# Travel Pilot Lucca 5.3



## Hannibal99 (Aug 3, 2008)

Hi All

Purchased a Kon Tiki 669 and I am unsure as to what the capabilities of the Lucca 5.3 are in relation to the stereo system and navigation system. At present it is all connected up via the 'cradle' but seems to be working independently from the vehicle stereo system (both work fine in their own right). 

Am I right in thinking that things like DVD's can be viewed through the Lucca screen. I have contacted the dealer to ask this question but they still haven't got back to me.

Any help on this would be much appreciated.

Regards

Allan


----------



## SwiftGroup (Jun 27, 2007)

*Response*

Allan

You cannot play DVD's through the radio into the Sat Nav screen - this is a safety feature.

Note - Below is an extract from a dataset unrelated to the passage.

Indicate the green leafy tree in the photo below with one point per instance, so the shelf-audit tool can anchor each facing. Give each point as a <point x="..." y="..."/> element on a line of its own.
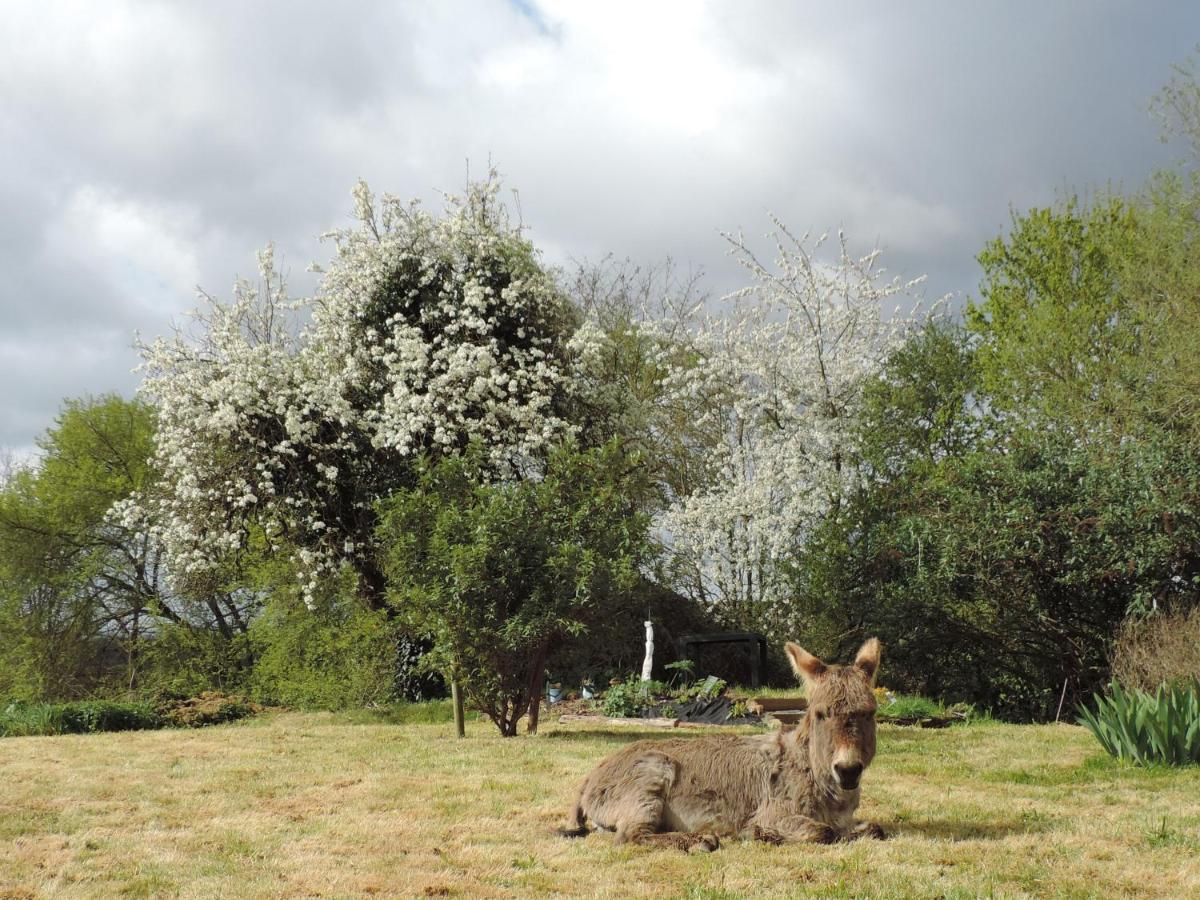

We have provided a TV with built in DVD and Freeview

Regards
Kath


----------



## 101405 (Oct 15, 2006)

I have the 3.3 not much use except for sat nav really. you can use it as a picture viewer with sd card, or music ..


----------



## Hannibal99 (Aug 3, 2008)

Thanks for the info Kath. I can fully understand the safety aspects around the playing of DVD's, but I'm sure I have read that things like the 'speech' commands from the navigation unit should come through the vehicle speakers as opposed to the units own internal speaker?

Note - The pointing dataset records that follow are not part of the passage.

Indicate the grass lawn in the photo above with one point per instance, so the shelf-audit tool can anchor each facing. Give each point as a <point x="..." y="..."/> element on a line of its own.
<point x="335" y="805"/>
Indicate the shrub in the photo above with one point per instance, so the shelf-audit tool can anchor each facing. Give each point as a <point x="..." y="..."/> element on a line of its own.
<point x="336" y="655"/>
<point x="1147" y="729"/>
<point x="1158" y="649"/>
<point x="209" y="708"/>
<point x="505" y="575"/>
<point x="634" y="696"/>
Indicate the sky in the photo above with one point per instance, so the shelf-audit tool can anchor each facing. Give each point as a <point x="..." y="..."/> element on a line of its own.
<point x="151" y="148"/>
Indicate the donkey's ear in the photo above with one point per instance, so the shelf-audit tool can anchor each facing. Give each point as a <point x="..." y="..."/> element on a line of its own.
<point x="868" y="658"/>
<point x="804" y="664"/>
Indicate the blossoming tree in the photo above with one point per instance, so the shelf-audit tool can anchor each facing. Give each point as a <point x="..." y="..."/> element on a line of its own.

Would this also be true if I paired my mobile phone via the 'Bluetooth' option?

Failing this is the AV cable that goes into the 'cradle' soley for the Reversing Camera facility?


----------



## SwiftGroup (Jun 27, 2007)

*Reply*

Hannibal

The Sat Nav should route the voice commands and telephone sound through the Headunit to the vehicle speakers.

Kath


----------



## roger-the-lodger (Apr 21, 2008)

Just a point to add to Kath's reply that may be helpful:

In my installation at least, if the radio is switched off, the SatNav has to switch it on when it wants to "speak" so that the sound plays through the speakers. It does so automatically and the radio displays "PHONE" on its front panel. After the announcement the radio turns off again.

Not sure if this is the standard arrangement but it seems likely as it clearly uses a radio muting facility provided essentially for use with a vehicle-installed phone.

There is a snag with this approach: the need to switch-on the radio results in a delay before sound is heard through the speakers. The fist part of any SatNav announcement will be heard at much lower volume from the Lucca itself and the sound from the speakers will not arrive until part-way through the annoucement; a short announcement might miss this altogether. There is a simple work-around to this: when the SatNav is in use have the radio on but if you don't want to listen to a station, select one of the aux inputs. Because the radio is already on the SatNav announcements will then play in full through the speakers.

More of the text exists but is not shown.